State Rep. Jack McFarland (R-Jonesboro) argues roads and bridges need the revenue. The state faces a $15 billion infrastructure maintenance backlog — and a $13 billion wish list for new projects.

“Our roads and bridges are crumbling beneath us as we drive across them,” McFarland told the Baton Rouge Press Club on Monday. “You can’t continue to go down that path.”

McFarland’s bill, if passed, would prompt Louisiana’s the first gas tax hike in more than 30 years. It would add 22 cents to the state’s 20-cent rate by 2033 — starting with an immediate 10-cent jump. About 60% would address existing infrastructure, while 40% would go toward new capacity.

This measure marks McFarland’s first time supporting a higher gas tax. He maintains his legislation differs from the ones that failed in 2017 and 2019, as it would subject the state’s Department of Transportation and Development to more independent audits and spending caps.

“We’ve added transparency, and we’ve added accountability,” he said. “We’re going to get the 70 votes needed to pass this legislation.”

Passage in the state House of Representatives would send the bill to the state Senate, where it would need 26 votes before hitting Edwards’ desk.

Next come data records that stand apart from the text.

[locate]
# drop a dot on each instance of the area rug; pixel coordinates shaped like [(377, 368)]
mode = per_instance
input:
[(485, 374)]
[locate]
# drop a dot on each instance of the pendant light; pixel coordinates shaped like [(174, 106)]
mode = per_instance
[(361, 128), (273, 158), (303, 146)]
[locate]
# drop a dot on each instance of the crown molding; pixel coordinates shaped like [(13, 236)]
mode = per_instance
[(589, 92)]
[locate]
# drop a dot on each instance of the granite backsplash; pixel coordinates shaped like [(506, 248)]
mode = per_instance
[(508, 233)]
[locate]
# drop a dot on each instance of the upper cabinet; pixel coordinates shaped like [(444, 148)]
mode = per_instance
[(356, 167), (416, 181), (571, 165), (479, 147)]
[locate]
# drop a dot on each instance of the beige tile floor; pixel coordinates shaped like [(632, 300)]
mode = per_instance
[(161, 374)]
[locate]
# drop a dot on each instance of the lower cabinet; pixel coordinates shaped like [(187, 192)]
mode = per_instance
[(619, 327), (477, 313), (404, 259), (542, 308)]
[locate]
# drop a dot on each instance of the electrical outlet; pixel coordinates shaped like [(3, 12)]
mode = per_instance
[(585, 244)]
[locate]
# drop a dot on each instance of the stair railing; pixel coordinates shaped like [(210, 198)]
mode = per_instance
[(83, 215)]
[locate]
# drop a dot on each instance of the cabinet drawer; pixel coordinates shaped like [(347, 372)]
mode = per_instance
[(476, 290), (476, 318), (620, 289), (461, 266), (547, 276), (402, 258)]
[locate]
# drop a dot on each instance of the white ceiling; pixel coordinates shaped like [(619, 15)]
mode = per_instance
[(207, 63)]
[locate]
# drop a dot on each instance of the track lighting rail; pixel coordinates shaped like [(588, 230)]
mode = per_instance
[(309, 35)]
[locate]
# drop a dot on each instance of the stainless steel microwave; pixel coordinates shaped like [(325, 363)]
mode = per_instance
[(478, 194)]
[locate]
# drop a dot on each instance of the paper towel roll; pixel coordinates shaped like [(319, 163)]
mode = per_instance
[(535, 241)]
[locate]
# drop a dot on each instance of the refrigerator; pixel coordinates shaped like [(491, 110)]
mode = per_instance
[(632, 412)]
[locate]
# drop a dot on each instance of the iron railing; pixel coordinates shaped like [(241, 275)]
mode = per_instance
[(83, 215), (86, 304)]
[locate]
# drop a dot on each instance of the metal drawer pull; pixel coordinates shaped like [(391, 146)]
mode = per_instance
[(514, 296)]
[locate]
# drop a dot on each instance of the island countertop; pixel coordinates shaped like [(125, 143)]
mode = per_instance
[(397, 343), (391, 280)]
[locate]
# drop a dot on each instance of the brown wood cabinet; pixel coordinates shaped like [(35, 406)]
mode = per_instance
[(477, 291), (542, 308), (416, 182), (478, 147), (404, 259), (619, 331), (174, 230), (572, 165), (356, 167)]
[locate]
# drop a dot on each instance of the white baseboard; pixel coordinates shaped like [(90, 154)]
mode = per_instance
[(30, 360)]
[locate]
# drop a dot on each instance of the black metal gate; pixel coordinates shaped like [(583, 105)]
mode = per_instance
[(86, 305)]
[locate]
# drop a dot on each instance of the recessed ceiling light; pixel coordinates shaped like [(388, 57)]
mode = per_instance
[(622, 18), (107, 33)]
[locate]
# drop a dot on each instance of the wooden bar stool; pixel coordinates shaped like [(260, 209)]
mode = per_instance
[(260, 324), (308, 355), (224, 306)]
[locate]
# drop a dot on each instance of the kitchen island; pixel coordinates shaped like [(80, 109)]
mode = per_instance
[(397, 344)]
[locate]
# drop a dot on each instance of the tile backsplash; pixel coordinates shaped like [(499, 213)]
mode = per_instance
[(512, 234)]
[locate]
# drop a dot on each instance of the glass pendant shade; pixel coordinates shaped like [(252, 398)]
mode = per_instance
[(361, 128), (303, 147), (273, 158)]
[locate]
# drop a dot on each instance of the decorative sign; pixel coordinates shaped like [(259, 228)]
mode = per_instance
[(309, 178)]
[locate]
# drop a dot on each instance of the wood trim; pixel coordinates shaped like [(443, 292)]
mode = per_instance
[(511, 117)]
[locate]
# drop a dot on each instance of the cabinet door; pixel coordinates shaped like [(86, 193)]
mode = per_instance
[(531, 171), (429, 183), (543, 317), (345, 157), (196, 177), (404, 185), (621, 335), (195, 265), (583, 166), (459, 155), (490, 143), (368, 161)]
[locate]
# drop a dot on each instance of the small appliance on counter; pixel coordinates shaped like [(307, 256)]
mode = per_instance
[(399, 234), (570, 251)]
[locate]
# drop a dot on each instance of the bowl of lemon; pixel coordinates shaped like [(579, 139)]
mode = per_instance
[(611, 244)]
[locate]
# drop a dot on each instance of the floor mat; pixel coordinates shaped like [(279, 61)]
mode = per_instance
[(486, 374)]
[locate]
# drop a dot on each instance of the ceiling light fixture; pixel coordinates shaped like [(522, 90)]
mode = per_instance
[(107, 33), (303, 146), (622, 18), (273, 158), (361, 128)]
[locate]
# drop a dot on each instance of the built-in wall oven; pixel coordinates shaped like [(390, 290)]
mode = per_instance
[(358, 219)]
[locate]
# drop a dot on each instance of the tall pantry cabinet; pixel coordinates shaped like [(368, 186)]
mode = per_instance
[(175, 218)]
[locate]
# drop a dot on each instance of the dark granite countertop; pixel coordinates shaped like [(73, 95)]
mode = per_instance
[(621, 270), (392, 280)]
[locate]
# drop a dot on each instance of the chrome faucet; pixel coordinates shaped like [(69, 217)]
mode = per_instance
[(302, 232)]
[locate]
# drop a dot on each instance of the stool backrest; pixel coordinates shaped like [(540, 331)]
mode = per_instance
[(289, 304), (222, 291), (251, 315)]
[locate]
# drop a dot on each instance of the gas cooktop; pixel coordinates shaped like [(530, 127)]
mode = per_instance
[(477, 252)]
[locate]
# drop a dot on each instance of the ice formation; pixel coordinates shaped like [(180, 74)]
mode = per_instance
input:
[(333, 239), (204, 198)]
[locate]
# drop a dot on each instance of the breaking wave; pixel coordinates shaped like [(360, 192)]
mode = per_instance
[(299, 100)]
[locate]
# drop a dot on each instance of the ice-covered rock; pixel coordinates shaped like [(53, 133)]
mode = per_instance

But Edwards, a Democrat who has backed previous fuel tax proposals, does not plan to endorse this latest measure. He cites hardships triggered by the coronavirus pandemic.

“I don’t think it would be possible to get a two-thirds vote, in light of the economy and what has happened because of COVID,” Edwards said on his monthly call-in radio show last month.

In response, McFarland suggested that legislative leaders — House Speaker Clay Schexnayder and Senate President Page Cortez, both Republicans — have motivated him.

“They have encouraged me to go out and work on this reform measure,” he said.

Cortez, however, has questioned whether a gas tax can pass in the Legislature’s 2021 session, which starts April 12.